Água cristalina começa a sair da mangueira, o teste foi bem-sucedido. O sistema de purificação de água por meio de energias renováveis funciona. Está quente e o sol está começando a se pôr atrás das grossas montanhas de um verde escuro. Alguns aplausos caíram das poucas testemunhas que permaneceram até o final da montagem.
Poderia se pensar que estamos descrevendo o final do filme “O menino que descobriu o vento”, quando William Kamkwamba, o garoto protagonista de treze anos de Malaui, conseguiu fazer funcionar um sistema de bombeamento alimentado com um aerogerador para levar água potável à sua aldeia pela primeira vez. No filme, vemos o culto ao sacrifício do menino e uns poucos colegas, que, em um ambiente com as condições mais extremas possíveis, consegue ser o herói que salva sua família. Ficamos comovidos porque uma criança, sem ajuda além de seus amigos e um pouco de quinquilharia velha, seja capaz de tal realização.
Mas não, não estamos no Malawi, estamos na Colômbia e aqui não há nenhuma criança para salvar a família com um rádio antigo. Não posso lhes dizer o lugar em particular por razões de segurança, porque aqui o culto ao herói não se paga justamente com filmes de Hollywood. Esta é uma área isolada e abandonada do estado que há muitos anos sofre um conflito armado, que nem mesmo lembra como começou. Assim, existem várias áreas no país: após a assinatura do Acordo de paz, foram criadas com o objetivo de reincorporar os ex-combatentes à vida civil através de pequenos núcleos habitacionais conhecidos como espaços de formação e reintegração territoriais (ETCR). Eles deveriam ser lugares temporários, que serviriam como uma transição para a vida civil.
Então, estamos em um município que tem uma ETCR por perto e a maioria das famílias tem saído para se instalar em casinhas de madeira. Há dois anos começou um projeto de energização patrocinado pela Organização das Nações Unidas (ONU) e, devido às condições ambientais, a energia solar foi preferida, já que ao contrário do menino que descobriu o vento, aqui há pouco vento e muito sol. Na fase de preconcepção do projeto, trabalhamos com a comunidade para estabelecer seus interesses e o que considerava ser a principal necessidade em serviços básicos. Ao contrário dos engenheiros, que achavam que a comunidade precisava de água potável, a comunidade priorizou a eletricidade, pois a maioria das famílias tem celular, rádio, geladeira e algumas até televisão. Pelo contrário, a água foi tratada à sua maneira desde sempre. No final, optou-se por colocar kits solares em cada casa habitada, a estrutura era de madeira com a condição de que pudessem ser desmontadas e transportadas como se fosse mais um eletrodoméstico da casa, tudo ficou modular. Devido à incerteza da situação, a mudança para outro território é evidente e eles não querem perder sua fonte de energia. Soluções locais de purificação de água movidas a energia solar também foram implementadas, mas isso não gerou o mesmo entusiasmo de poder carregar o celular.

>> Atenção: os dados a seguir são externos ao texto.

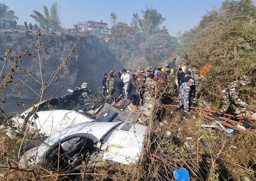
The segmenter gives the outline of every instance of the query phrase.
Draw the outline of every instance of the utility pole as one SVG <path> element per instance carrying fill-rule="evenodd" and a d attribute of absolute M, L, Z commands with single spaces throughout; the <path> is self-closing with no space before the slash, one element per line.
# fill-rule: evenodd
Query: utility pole
<path fill-rule="evenodd" d="M 172 62 L 172 70 L 173 70 L 173 75 L 174 76 L 174 77 L 172 78 L 172 96 L 173 96 L 173 92 L 174 91 L 174 86 L 175 85 L 175 75 L 176 73 L 175 71 L 175 63 L 176 61 L 176 55 L 174 57 L 174 60 Z"/>

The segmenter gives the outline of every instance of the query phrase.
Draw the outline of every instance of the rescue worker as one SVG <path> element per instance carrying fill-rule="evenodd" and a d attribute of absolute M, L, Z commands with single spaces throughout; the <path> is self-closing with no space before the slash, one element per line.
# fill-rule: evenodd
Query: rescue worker
<path fill-rule="evenodd" d="M 28 30 L 28 24 L 27 24 L 27 21 L 24 22 L 24 25 L 26 27 L 26 30 Z"/>
<path fill-rule="evenodd" d="M 171 69 L 170 67 L 169 66 L 167 66 L 165 68 L 165 75 L 166 76 L 168 76 L 168 75 L 171 73 Z"/>
<path fill-rule="evenodd" d="M 9 24 L 9 26 L 10 26 L 10 29 L 12 29 L 12 22 L 11 21 L 11 20 L 9 20 L 8 21 L 8 23 Z"/>
<path fill-rule="evenodd" d="M 101 78 L 101 86 L 102 86 L 102 94 L 103 96 L 105 96 L 105 94 L 107 91 L 107 78 L 108 77 L 108 74 L 104 74 L 104 76 Z"/>
<path fill-rule="evenodd" d="M 122 94 L 123 88 L 124 84 L 123 81 L 120 78 L 121 74 L 118 72 L 117 73 L 117 77 L 115 79 L 114 85 L 115 86 L 115 90 L 116 94 L 117 95 L 118 97 L 119 97 Z"/>
<path fill-rule="evenodd" d="M 222 92 L 224 95 L 222 97 L 222 104 L 221 108 L 212 114 L 212 117 L 217 121 L 221 120 L 219 118 L 221 114 L 228 110 L 231 104 L 237 107 L 236 113 L 241 114 L 244 118 L 244 125 L 246 127 L 256 128 L 256 125 L 253 125 L 248 119 L 249 113 L 244 107 L 247 104 L 240 99 L 238 97 L 242 86 L 246 85 L 250 82 L 250 79 L 246 76 L 240 77 L 238 80 L 231 83 Z"/>
<path fill-rule="evenodd" d="M 190 119 L 190 116 L 188 114 L 189 111 L 190 86 L 193 85 L 195 85 L 195 81 L 192 79 L 190 79 L 187 82 L 184 82 L 181 84 L 180 88 L 180 102 L 174 110 L 174 111 L 177 111 L 183 105 L 184 106 L 184 115 L 185 118 L 189 119 Z"/>
<path fill-rule="evenodd" d="M 144 69 L 143 68 L 143 67 L 141 67 L 140 68 L 140 74 L 141 76 L 143 76 L 143 74 L 144 74 Z"/>
<path fill-rule="evenodd" d="M 108 74 L 109 76 L 107 78 L 107 92 L 110 96 L 113 96 L 115 93 L 115 77 L 113 76 L 113 72 L 110 72 Z"/>
<path fill-rule="evenodd" d="M 132 73 L 131 74 L 131 79 L 129 81 L 129 83 L 128 84 L 128 85 L 127 86 L 127 89 L 126 89 L 126 92 L 127 92 L 128 96 L 127 98 L 130 100 L 132 100 L 132 90 L 133 89 L 133 81 L 135 80 L 135 74 L 134 73 Z"/>
<path fill-rule="evenodd" d="M 182 71 L 182 69 L 180 68 L 177 74 L 177 76 L 176 77 L 176 79 L 178 79 L 178 84 L 179 84 L 178 89 L 180 88 L 180 87 L 181 84 L 181 82 L 184 77 L 185 77 L 185 73 Z"/>
<path fill-rule="evenodd" d="M 117 76 L 117 71 L 116 71 L 116 70 L 114 70 L 114 73 L 113 75 L 115 77 L 116 77 Z"/>
<path fill-rule="evenodd" d="M 124 84 L 123 88 L 123 92 L 124 94 L 124 97 L 125 98 L 127 98 L 127 94 L 126 92 L 127 87 L 128 86 L 128 84 L 129 83 L 129 81 L 130 80 L 131 77 L 129 74 L 126 74 L 126 70 L 124 69 L 122 70 L 123 74 L 121 76 L 121 79 L 123 80 L 124 83 Z"/>
<path fill-rule="evenodd" d="M 195 92 L 194 94 L 194 97 L 193 99 L 193 104 L 196 103 L 197 99 L 199 98 L 197 98 L 198 93 L 200 91 L 200 82 L 206 82 L 207 80 L 204 76 L 199 76 L 199 71 L 197 69 L 194 69 L 192 71 L 192 74 L 193 76 L 192 78 L 195 80 L 195 86 L 196 87 Z"/>
<path fill-rule="evenodd" d="M 33 25 L 32 25 L 32 24 L 31 24 L 31 23 L 29 23 L 29 24 L 28 24 L 28 26 L 29 26 L 29 29 L 30 30 L 32 30 L 32 28 L 33 27 Z"/>
<path fill-rule="evenodd" d="M 16 27 L 16 25 L 17 24 L 17 22 L 15 20 L 13 20 L 12 21 L 12 25 L 13 26 L 13 29 L 14 30 L 17 29 L 17 28 Z"/>
<path fill-rule="evenodd" d="M 139 82 L 137 81 L 137 79 L 139 77 L 139 76 L 136 75 L 135 76 L 135 80 L 133 80 L 132 83 L 133 86 L 133 88 L 132 89 L 132 104 L 137 106 L 140 105 L 140 97 L 139 95 L 137 93 L 137 87 L 139 85 Z"/>
<path fill-rule="evenodd" d="M 36 23 L 35 23 L 35 25 L 34 25 L 34 27 L 35 28 L 35 30 L 36 31 L 37 31 L 37 27 L 38 27 L 38 25 L 36 25 Z"/>
<path fill-rule="evenodd" d="M 146 93 L 148 94 L 151 93 L 153 96 L 154 95 L 155 87 L 155 81 L 154 80 L 154 76 L 153 74 L 150 74 L 148 76 L 148 79 L 146 82 L 147 88 Z"/>
<path fill-rule="evenodd" d="M 149 76 L 149 74 L 150 74 L 150 70 L 147 70 L 147 71 L 145 74 L 145 75 L 147 76 L 147 78 L 148 78 L 148 76 Z"/>

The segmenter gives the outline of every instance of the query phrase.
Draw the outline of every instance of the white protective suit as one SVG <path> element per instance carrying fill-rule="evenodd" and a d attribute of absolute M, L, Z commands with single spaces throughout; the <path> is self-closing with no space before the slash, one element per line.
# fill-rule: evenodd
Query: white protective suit
<path fill-rule="evenodd" d="M 126 90 L 127 90 L 127 87 L 128 86 L 128 84 L 129 83 L 129 81 L 131 79 L 131 76 L 129 74 L 126 73 L 125 74 L 123 74 L 121 76 L 121 79 L 123 80 L 123 82 L 124 82 L 124 85 L 123 88 L 123 91 L 124 93 L 124 95 L 125 98 L 127 98 L 127 93 L 126 92 Z"/>

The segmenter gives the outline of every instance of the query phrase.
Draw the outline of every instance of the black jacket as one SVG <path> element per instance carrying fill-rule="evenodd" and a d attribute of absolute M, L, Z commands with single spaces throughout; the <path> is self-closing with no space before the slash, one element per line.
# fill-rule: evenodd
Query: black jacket
<path fill-rule="evenodd" d="M 184 83 L 184 82 L 188 82 L 188 80 L 190 79 L 191 79 L 194 81 L 195 82 L 196 82 L 196 81 L 195 81 L 195 79 L 192 78 L 192 77 L 189 76 L 188 77 L 184 77 L 183 78 L 183 79 L 182 80 L 182 81 L 181 82 L 181 83 L 180 84 L 180 85 L 182 84 L 182 83 Z M 192 85 L 190 87 L 190 94 L 192 94 L 195 95 L 195 93 L 196 92 L 196 86 L 195 85 Z"/>
<path fill-rule="evenodd" d="M 139 96 L 137 93 L 137 87 L 140 84 L 139 81 L 137 81 L 137 79 L 135 79 L 133 81 L 133 88 L 132 89 L 132 95 L 135 96 Z"/>
<path fill-rule="evenodd" d="M 136 79 L 134 77 L 132 77 L 130 79 L 127 87 L 127 90 L 126 90 L 126 92 L 130 93 L 130 91 L 132 91 L 132 90 L 133 89 L 133 85 L 132 83 L 135 80 L 136 80 Z"/>
<path fill-rule="evenodd" d="M 115 90 L 117 94 L 122 93 L 123 87 L 124 85 L 123 80 L 121 80 L 120 77 L 118 77 L 115 79 Z"/>

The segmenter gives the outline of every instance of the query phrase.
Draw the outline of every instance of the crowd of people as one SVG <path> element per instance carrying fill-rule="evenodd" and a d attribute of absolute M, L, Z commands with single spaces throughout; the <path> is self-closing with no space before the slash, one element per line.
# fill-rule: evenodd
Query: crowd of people
<path fill-rule="evenodd" d="M 174 111 L 178 111 L 183 107 L 184 117 L 190 119 L 189 106 L 197 104 L 197 101 L 200 100 L 200 83 L 207 80 L 204 74 L 200 75 L 196 65 L 189 66 L 187 64 L 183 70 L 179 67 L 175 75 L 173 72 L 172 66 L 167 64 L 157 69 L 148 67 L 146 70 L 142 67 L 138 70 L 121 69 L 119 72 L 116 70 L 110 69 L 108 75 L 104 74 L 101 79 L 102 94 L 104 96 L 108 95 L 127 98 L 131 100 L 133 105 L 139 106 L 143 105 L 145 94 L 155 96 L 157 93 L 164 91 L 165 89 L 170 89 L 172 86 L 179 93 L 179 102 Z M 176 81 L 177 85 L 173 83 Z M 237 107 L 236 113 L 244 117 L 244 125 L 256 128 L 256 126 L 252 124 L 248 119 L 249 114 L 244 107 L 246 103 L 238 97 L 241 86 L 247 85 L 249 82 L 249 77 L 243 76 L 239 80 L 232 83 L 223 91 L 225 93 L 221 108 L 213 114 L 213 118 L 216 120 L 220 120 L 219 118 L 233 104 Z M 170 85 L 171 87 L 168 86 Z"/>
<path fill-rule="evenodd" d="M 9 20 L 7 24 L 7 25 L 9 25 L 9 27 L 6 27 L 6 24 L 5 22 L 2 20 L 1 21 L 1 24 L 0 24 L 0 28 L 4 30 L 6 29 L 16 30 L 17 29 L 16 26 L 17 24 L 17 22 L 15 20 L 13 21 Z"/>

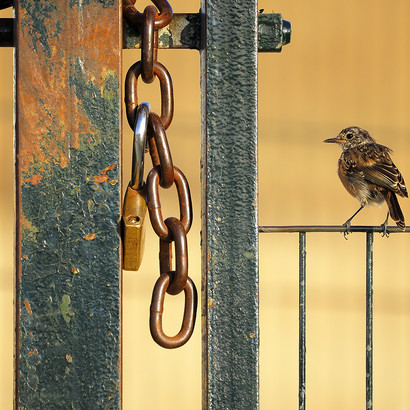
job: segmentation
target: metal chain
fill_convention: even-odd
[[[133,64],[125,79],[125,104],[127,119],[134,130],[138,123],[138,78],[152,83],[155,77],[160,82],[161,116],[154,112],[148,118],[148,145],[153,168],[149,172],[146,186],[146,202],[155,233],[160,238],[160,277],[155,283],[150,307],[150,331],[160,346],[172,349],[184,345],[195,326],[198,295],[194,282],[188,276],[187,233],[192,224],[192,202],[188,180],[183,172],[173,165],[165,130],[172,122],[174,97],[172,79],[168,70],[157,61],[158,29],[169,24],[172,8],[166,0],[153,0],[143,13],[130,0],[123,0],[126,18],[138,27],[142,34],[141,61]],[[179,219],[163,219],[159,186],[168,189],[176,186],[179,200]],[[172,243],[175,243],[175,270],[172,270]],[[176,336],[167,336],[162,328],[165,294],[178,295],[184,291],[185,309],[181,330]]]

“Para nós é muito importante entender como esses painéis são montados e desmontados”, disse Dom Rogelio com insistência. “Não sabemos se a qualquer momento temos que sair e levar o que pudermos”, continuou ele com a cara de quem sabe o que é deixar tudo e fugir. “Você está preocupado com a permanência dos sistemas de purificação de água? Eles não podem ser portáteis”. Um aceno de cabeça e um sorriso tranquilizador. “Sempre soubemos tirar e tratar a água, aqui somos todos estômagos duros”, disse ele brincando enquanto apontava para o engenheiro que viera de Bogotá para coordenar a instalação.
Poucos aplausos ao ver a água cristalina saindo da mangueira. Don Rogelio olha para fora e convida o engenheiro para tomar uma cerveja gelada. As primeiras a sair do pequeno refrigerador novo movido a energia solar.